Despite wanting to deny it, Luke knew Thomas was right. The evidence would implicate Wren in the boy’s death even if he did fight to take the blame on himself. For a few long moments he struggled with what to say, torn between admitting the truth and sticking to his story. “She can’t go to jail, Thomas.” He looked up, hoping he’d understand. Luke didn’t want to go to jail either, and the prospect terrified him, but he didn’t let it show. “You know it won’t be fair and the truth won’t mean anything, not when they twist it,” he said, convinced that they would do just that. The mention of Stephen made him think of Stephen’s father, though, and he made a sudden movement to sit up that didn’t go so well. “Wait. His father, if we can prove what he is, wouldn’t it help? He won’t come near me,” he added to Wren, an attempt at reassurance he didn’t feel.
“The boy I stabbed wasn’t even armed, I don’t think. He just grabbed me, and I wasn’t expecting it,” Wren said, moving quickly, unthinking of the pain in her feet, to sit on the couch when Luke moved to sit up. “Don’t,” she said, placing a fever-warm hand on the center of Luke’s chest, stilling him, and looking over at Thomas, trusting Thomas to make Luke understand. If she knew one thing, it was that Thomas would choose Luke over her; she was counting on it.

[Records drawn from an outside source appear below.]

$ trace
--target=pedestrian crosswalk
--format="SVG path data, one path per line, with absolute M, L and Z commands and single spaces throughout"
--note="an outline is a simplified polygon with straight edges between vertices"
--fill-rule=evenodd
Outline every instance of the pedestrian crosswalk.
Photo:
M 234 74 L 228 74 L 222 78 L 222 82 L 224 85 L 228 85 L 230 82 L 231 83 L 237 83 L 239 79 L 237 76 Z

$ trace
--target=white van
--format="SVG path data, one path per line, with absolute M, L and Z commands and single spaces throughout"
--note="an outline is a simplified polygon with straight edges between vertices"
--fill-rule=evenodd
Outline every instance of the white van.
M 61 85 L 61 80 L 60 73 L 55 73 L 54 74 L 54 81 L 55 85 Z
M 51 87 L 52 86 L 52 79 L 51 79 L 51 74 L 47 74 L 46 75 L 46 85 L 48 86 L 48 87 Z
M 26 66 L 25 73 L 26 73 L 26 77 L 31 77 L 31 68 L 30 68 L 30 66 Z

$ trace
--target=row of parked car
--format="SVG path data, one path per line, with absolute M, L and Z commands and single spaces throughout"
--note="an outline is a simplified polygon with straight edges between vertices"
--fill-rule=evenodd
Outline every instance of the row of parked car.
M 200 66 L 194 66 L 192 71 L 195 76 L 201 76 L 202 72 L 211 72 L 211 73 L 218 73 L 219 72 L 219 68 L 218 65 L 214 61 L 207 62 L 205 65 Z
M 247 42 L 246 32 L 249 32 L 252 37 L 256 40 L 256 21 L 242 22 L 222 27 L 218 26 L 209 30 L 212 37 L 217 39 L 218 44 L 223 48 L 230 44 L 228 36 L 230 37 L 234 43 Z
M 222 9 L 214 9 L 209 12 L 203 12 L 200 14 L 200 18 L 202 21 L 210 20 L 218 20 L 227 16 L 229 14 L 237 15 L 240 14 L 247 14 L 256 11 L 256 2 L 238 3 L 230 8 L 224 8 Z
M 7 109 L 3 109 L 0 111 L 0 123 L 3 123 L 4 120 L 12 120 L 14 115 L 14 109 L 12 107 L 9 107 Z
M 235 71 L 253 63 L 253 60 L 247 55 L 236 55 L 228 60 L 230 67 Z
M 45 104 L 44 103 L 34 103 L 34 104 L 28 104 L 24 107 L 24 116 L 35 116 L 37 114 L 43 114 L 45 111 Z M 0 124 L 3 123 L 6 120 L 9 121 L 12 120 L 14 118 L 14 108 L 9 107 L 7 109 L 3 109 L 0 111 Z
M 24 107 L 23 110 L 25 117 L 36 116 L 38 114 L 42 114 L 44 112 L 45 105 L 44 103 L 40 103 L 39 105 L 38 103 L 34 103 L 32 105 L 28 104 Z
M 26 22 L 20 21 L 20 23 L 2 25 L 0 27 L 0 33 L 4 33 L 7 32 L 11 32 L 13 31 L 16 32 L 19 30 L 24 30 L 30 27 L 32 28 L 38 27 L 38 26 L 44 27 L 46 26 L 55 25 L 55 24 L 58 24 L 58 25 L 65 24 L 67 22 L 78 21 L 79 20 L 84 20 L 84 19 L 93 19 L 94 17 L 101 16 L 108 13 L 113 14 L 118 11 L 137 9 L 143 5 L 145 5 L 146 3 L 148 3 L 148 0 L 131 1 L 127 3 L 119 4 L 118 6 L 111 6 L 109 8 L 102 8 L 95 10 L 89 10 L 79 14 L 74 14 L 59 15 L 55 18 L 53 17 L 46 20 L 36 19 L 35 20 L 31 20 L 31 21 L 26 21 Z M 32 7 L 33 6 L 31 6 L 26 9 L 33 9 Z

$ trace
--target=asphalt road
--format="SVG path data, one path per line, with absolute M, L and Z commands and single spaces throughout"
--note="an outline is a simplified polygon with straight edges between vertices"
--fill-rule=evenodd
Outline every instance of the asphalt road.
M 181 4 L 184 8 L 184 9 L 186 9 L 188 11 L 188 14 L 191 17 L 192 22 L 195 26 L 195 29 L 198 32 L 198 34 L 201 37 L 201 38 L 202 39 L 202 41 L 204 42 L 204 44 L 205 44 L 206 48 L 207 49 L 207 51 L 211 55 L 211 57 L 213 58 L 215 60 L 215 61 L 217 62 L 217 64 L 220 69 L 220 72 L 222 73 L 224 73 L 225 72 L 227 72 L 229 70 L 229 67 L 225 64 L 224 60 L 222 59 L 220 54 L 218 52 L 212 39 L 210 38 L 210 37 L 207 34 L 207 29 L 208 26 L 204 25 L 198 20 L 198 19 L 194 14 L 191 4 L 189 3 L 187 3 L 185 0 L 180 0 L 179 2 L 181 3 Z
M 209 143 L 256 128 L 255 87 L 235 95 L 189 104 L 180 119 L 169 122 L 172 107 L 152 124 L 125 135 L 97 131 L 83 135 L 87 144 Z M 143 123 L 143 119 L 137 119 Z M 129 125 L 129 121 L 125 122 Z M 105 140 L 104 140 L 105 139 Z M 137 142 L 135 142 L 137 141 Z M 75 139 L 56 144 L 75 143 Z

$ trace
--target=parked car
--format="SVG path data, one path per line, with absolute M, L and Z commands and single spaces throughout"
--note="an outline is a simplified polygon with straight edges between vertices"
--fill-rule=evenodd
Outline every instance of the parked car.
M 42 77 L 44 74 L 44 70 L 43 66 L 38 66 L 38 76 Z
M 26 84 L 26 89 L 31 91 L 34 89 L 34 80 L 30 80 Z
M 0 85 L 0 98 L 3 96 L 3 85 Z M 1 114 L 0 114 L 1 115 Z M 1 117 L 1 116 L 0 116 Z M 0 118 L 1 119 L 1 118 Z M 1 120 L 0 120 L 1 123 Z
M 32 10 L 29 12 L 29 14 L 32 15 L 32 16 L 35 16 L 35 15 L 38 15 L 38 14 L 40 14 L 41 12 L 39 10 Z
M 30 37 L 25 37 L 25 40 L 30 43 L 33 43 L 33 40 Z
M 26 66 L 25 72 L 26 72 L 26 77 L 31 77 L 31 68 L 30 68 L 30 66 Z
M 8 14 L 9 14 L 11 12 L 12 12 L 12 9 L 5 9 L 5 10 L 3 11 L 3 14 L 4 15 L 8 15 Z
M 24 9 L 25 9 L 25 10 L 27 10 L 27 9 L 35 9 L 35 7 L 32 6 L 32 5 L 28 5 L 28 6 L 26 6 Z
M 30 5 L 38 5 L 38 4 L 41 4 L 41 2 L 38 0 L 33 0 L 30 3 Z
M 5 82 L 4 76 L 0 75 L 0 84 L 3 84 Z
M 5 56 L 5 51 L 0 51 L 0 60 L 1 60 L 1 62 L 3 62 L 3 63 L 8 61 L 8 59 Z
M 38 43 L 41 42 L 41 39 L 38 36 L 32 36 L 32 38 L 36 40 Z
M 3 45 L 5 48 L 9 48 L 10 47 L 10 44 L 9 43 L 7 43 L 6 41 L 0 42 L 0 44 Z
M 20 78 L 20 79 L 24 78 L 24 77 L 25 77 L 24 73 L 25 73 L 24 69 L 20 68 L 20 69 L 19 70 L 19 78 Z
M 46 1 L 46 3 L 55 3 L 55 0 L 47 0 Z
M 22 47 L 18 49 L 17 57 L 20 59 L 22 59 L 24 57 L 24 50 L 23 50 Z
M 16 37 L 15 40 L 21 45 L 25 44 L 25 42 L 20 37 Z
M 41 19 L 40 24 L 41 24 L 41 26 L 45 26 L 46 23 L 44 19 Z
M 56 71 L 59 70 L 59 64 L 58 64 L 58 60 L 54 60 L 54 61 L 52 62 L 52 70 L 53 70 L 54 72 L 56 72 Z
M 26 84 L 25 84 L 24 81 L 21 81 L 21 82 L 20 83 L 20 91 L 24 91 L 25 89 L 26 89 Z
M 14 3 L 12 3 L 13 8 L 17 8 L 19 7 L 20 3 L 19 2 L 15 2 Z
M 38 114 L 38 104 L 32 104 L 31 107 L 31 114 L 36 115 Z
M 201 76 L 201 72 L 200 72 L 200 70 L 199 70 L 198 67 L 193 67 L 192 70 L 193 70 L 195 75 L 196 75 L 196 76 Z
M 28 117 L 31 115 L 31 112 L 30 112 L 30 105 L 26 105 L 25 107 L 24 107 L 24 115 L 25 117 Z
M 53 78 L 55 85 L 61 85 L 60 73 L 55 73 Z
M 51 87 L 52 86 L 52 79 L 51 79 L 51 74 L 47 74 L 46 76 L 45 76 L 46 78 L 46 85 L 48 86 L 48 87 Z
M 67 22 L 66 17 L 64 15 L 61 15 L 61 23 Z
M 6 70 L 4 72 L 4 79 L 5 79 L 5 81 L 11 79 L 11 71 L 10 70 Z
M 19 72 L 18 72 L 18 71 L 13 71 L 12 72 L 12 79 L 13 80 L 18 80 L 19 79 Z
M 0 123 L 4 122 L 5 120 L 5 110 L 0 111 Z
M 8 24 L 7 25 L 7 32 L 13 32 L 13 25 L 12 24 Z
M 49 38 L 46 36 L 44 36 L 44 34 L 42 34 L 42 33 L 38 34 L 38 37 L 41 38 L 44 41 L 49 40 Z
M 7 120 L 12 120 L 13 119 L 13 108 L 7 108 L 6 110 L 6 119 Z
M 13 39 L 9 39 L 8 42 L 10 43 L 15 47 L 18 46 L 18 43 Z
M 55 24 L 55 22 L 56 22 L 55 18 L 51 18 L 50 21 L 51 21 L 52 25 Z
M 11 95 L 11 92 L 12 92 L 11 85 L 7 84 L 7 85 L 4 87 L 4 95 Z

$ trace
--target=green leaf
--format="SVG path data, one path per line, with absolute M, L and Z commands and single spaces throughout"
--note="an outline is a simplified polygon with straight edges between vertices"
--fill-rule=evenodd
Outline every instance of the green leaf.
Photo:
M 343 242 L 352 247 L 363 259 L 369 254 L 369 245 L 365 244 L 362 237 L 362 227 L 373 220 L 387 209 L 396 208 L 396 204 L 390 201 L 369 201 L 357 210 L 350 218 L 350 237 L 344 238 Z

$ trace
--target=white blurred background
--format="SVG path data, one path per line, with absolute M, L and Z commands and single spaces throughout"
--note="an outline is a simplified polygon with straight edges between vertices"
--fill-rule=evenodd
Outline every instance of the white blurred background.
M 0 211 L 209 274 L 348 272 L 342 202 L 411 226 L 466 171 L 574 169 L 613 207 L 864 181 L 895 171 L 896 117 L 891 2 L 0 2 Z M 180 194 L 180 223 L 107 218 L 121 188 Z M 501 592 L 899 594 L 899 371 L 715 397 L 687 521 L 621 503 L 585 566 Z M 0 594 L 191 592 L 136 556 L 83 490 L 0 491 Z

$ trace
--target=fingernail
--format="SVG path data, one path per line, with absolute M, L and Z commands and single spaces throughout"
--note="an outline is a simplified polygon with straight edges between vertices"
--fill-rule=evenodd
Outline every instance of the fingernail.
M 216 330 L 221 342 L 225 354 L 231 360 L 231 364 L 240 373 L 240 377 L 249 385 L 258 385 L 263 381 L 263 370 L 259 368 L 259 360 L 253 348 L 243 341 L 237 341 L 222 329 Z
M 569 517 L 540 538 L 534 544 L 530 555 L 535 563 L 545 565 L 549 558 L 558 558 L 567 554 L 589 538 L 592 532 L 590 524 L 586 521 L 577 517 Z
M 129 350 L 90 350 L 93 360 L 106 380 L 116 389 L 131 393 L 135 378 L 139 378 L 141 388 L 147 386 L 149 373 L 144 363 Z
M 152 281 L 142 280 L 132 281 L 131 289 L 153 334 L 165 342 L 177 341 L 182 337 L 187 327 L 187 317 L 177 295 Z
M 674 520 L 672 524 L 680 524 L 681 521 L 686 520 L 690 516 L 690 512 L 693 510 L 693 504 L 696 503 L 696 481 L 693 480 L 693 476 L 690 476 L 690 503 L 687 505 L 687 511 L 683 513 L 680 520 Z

Thomas wasn't throwing anyone to the proverbial wolves. These children seemed to think he was some kind of monster that would let them lie their way into hell without so much as a drop of worry. A death was a serious thing, none more serious for Thomas, but he was not so green as to trust eyewitness testimony from two so unreliable witnesses. He would get Luke and Wren medical assistance, and then he would find out the truth of the matter himself, through science and logic, the way he always did. The truth would protect Luke, he was sure, and Wren just as likely. "We will deal with this fairly. Both of you focus on yourselves and tell the truth as you remember it to whoever asks." He met Luke's eyes. "No one is getting hurt." Steel gray into Wren's. "We'll figure this out. Help me get him to the car, it's right outside."
And, without even asking permission or giving warning, Thomas picked Luke up under his shoulders and his knees, deliberately dropping some of the weight of his legs to make sure Wren went along the way he wanted her to. He would get certain staff out to the side of the hospital. Doctors that could be trusted. Questioning officers would be as fair as he could ensure.